Open slymz opened 5 years ago
It appears that the issue manifests within boost::detail::variant::invoke_visitor.
Here's the prototype
template <typename Visitor, bool MoveSemantics>
class invoke_visitor;
The second template parameter is MoveSemantics. Depending on its value, we call a different overload of internal_visit:
//using workaround with is_same<T, T> to prenvent compilation error, because we need to use T in enable_if to make SFINAE work
template <typename T>
typename enable_if_c<MoveSemantics && is_same<T, T>::value, result_type>::type internal_visit(T&& operand, int)
{
return visitor_(::boost::move<T>(operand));
}
//using workaround with is_same<T, T> to prenvent compilation error, because we need to use T in enable_if to make SFINAE work
template <typename T>
typename disable_if_c<MoveSemantics && is_same<T, T>::value, result_type>::type internal_visit(T&& operand, int)
{
return visitor_(operand);
}
To be precise, if MoveSemantics == true, we always call
visitor_(::boost::move<T>(operand));
which casts operand, which is an int& to int&&.
We can confirm this by looking at the compiler error messages from your example:
/celibs/boost_1_70_0/boost/variant/variant.hpp: In instantiation of 'typename boost::enable_if_c<(MoveSemantics && boost::is_same<Value2, Value2>::value), typename Visitor::result_type>::type boost::detail::variant::invoke_visitor<Visitor, MoveSemantics>::internal_visit(T&&, int) [with T = int&; Visitor = Changer; bool MoveSemantics = true; typename boost::enable_if_c<(MoveSemantics && boost::is_same<Value2, Value2>::value), typename Visitor::result_type>::type = void]':
Note the "with T = int&".
This tells us that the non-const lvalue ref qualifiers is properly propagated down to internal_visit.
Going up the compiler trace, it would appear that depending on the ref-qualifier of the given boost::variant object, boost::detail::variant::invoke_visitor is instantiated differently.

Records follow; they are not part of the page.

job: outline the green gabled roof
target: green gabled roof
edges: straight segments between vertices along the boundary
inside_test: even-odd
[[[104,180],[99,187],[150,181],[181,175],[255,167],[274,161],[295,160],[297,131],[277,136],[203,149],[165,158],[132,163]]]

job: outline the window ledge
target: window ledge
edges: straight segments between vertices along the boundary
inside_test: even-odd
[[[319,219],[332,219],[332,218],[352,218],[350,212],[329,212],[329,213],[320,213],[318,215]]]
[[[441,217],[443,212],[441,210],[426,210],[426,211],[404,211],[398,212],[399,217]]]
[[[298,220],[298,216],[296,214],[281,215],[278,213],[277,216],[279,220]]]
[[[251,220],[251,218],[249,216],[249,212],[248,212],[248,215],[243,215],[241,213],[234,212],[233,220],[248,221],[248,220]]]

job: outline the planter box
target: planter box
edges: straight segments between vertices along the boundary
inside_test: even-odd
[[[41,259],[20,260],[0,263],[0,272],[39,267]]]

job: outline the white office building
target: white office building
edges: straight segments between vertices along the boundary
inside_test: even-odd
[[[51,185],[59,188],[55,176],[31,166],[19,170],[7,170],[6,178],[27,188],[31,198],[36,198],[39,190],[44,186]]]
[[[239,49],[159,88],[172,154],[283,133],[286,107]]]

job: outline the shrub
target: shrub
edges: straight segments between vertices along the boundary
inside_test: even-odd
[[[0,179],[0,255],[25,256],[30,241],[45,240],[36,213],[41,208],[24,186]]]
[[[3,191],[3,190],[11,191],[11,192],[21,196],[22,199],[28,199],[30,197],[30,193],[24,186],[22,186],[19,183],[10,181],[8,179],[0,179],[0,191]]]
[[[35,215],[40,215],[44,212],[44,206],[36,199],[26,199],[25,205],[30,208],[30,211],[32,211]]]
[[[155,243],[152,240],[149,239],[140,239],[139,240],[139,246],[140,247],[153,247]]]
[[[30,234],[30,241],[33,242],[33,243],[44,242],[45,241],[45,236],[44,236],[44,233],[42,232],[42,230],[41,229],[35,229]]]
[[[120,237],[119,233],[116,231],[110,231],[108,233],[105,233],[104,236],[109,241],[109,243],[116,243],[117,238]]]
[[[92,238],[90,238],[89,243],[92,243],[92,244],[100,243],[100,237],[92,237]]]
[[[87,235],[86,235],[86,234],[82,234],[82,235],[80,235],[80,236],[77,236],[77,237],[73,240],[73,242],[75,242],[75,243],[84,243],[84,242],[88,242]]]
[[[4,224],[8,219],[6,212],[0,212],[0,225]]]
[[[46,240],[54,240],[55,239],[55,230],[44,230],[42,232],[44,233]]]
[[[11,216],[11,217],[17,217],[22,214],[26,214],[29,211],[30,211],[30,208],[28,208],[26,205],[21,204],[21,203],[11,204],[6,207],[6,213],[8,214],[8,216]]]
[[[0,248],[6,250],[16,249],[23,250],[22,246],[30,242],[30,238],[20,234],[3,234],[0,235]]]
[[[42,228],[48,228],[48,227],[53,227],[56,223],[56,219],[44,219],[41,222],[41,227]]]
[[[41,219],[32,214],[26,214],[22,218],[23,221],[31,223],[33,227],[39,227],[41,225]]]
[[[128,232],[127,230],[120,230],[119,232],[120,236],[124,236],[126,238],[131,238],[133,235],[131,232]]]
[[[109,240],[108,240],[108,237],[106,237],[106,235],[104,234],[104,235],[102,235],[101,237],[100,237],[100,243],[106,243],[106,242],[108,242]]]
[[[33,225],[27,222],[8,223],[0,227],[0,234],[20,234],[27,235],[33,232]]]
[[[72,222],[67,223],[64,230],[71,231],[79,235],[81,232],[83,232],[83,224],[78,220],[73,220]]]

In particular, in the case where the boost::variant is an rvalue, the rvalue-ref qualified overload of apply_visitor is called
template <typename Visitor>
typename Visitor::result_type
apply_visitor(Visitor& visitor) &&
{
detail::variant::invoke_visitor<Visitor, true> invoker(visitor);
return this->internal_apply_visitor(invoker);
}
the second "true" template argument corresponds to MoveSemantics.
What this means is if the boost::variant object is an rvalue, then we always attempt to move the value.
In the case where the variant type is non-reference I guess that makes sense, but in the case where we have an lvalue reference (both const and non-const) in a variant, then I would argue that the variant does not own the value referred to and therefore should not attempt to move.
As far as I can tell, the following is a legitimate code which attempts to a temporary variant to keep references. But it fails to compile:
See https://godbolt.org/z/FVVA_t for the error.
It seems
apply_visitor
is making the assumption that if a variant is rvalue, so should be the elements. But (unlike std::variant) boost::variant supports references as elements, so the two are decoupled.This makes variants impossible to use as proxy objects.